(2013/03/06 16:50), Heikki Linnakangas wrote:>
Hi,

Horiguch's patch does not seem to record minRecoveryPoint in ReadRecord();
Attempt patch records minRecoveryPoint.
[crash recovery -> record minRecoveryPoint in control file -> archive
recovery]
I think that this is an original intention of Heikki's patch.
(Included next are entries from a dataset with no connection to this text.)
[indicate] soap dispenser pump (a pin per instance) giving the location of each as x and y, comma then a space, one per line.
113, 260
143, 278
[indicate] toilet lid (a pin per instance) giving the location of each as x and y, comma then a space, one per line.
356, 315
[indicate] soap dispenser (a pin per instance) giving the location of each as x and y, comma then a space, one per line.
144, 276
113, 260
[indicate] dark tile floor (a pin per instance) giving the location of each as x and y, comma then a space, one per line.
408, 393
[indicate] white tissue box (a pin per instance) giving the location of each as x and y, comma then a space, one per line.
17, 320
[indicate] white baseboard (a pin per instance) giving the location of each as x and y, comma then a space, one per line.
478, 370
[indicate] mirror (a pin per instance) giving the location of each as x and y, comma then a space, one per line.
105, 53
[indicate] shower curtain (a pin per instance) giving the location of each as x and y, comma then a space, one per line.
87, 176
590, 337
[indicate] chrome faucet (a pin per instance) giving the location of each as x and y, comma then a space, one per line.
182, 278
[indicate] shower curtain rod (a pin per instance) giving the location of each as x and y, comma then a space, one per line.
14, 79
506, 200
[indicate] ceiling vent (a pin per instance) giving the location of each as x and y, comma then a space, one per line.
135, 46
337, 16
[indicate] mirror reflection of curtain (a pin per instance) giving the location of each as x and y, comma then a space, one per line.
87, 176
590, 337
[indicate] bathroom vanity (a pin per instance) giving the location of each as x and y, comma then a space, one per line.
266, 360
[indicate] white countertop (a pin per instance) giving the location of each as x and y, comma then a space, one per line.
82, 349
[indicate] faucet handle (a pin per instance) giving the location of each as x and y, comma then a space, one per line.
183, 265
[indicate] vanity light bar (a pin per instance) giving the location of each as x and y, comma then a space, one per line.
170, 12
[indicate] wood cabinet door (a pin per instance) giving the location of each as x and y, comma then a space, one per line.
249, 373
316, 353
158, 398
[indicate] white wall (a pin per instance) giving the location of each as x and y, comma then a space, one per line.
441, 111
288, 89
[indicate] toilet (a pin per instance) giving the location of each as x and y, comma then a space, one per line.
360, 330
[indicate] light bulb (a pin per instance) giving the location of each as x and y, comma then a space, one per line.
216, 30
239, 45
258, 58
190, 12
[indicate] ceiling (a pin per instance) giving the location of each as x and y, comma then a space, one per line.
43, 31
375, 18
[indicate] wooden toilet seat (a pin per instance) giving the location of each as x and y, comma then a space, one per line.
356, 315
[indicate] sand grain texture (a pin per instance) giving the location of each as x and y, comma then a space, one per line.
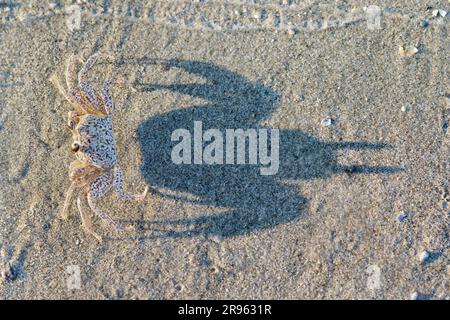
318, 229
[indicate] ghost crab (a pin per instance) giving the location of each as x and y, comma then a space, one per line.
96, 165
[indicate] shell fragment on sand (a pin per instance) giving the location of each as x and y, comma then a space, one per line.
327, 122
439, 12
424, 256
407, 51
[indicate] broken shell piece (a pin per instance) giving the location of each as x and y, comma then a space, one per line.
407, 51
424, 256
327, 122
439, 12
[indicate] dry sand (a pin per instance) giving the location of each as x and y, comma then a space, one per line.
326, 226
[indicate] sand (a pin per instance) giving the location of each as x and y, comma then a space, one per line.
362, 189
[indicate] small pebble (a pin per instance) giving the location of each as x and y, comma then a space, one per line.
424, 256
407, 51
326, 122
402, 216
424, 23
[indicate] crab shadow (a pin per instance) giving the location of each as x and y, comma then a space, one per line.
250, 201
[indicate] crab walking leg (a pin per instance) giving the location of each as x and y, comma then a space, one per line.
97, 189
68, 97
107, 97
70, 73
104, 216
118, 187
86, 87
86, 219
65, 211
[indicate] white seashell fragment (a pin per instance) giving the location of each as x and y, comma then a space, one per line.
326, 122
407, 51
414, 295
424, 256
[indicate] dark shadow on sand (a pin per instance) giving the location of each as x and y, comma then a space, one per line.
253, 202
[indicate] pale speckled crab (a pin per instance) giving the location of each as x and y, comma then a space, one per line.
90, 122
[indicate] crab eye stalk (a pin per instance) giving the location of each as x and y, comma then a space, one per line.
75, 147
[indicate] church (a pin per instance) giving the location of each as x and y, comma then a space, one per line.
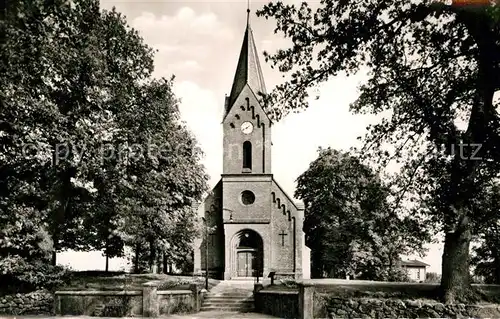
251, 226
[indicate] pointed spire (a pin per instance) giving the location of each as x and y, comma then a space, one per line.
248, 70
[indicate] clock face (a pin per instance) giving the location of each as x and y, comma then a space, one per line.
247, 127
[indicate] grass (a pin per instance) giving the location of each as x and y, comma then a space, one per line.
384, 290
121, 281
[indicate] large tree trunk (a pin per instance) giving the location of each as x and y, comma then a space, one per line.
165, 263
455, 280
106, 254
152, 256
55, 243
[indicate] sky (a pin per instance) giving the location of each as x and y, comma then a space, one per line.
199, 43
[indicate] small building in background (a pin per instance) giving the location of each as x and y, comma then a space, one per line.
415, 269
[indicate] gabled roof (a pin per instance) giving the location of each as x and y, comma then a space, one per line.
248, 70
413, 263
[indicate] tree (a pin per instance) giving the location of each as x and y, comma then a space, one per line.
163, 179
432, 277
433, 72
349, 221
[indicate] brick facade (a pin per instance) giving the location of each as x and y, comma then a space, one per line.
246, 238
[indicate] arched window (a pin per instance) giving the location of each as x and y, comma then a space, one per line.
247, 155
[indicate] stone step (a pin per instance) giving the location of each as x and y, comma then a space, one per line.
227, 308
229, 297
228, 302
229, 294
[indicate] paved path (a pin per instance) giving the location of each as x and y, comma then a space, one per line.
218, 314
201, 315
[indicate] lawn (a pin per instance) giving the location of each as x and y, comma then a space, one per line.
121, 281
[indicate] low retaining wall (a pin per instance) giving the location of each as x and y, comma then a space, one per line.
148, 302
397, 308
37, 302
99, 303
283, 304
306, 303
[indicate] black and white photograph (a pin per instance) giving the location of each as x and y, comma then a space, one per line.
250, 159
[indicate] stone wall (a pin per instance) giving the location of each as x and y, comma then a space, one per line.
309, 302
37, 302
397, 308
176, 301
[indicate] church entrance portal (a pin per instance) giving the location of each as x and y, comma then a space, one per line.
249, 256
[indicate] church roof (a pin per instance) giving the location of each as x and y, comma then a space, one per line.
248, 70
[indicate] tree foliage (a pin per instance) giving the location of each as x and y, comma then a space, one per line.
433, 72
350, 223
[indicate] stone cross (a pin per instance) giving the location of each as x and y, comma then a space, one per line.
212, 240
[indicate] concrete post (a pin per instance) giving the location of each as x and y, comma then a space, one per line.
196, 297
150, 303
306, 301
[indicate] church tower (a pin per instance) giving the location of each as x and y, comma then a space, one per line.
251, 227
247, 128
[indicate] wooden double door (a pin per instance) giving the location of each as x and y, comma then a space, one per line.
247, 263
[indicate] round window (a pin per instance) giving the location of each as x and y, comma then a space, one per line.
247, 197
Yeah. That fix isn't right, though; XLogPageRead() is supposed to return true on success, 
and false on error, and the patch makes it return 'true' on error, if archive recovery 
was requested but we're still in crash recovery. The real issue here is that I missed the 
two "return NULL;"s in ReadRecord(), so the code that I put in the 
next_record_is_invalid codepath isn't run if XLogPageRead() doesn't find the file at all. 
Attached patch is the proper fix for this.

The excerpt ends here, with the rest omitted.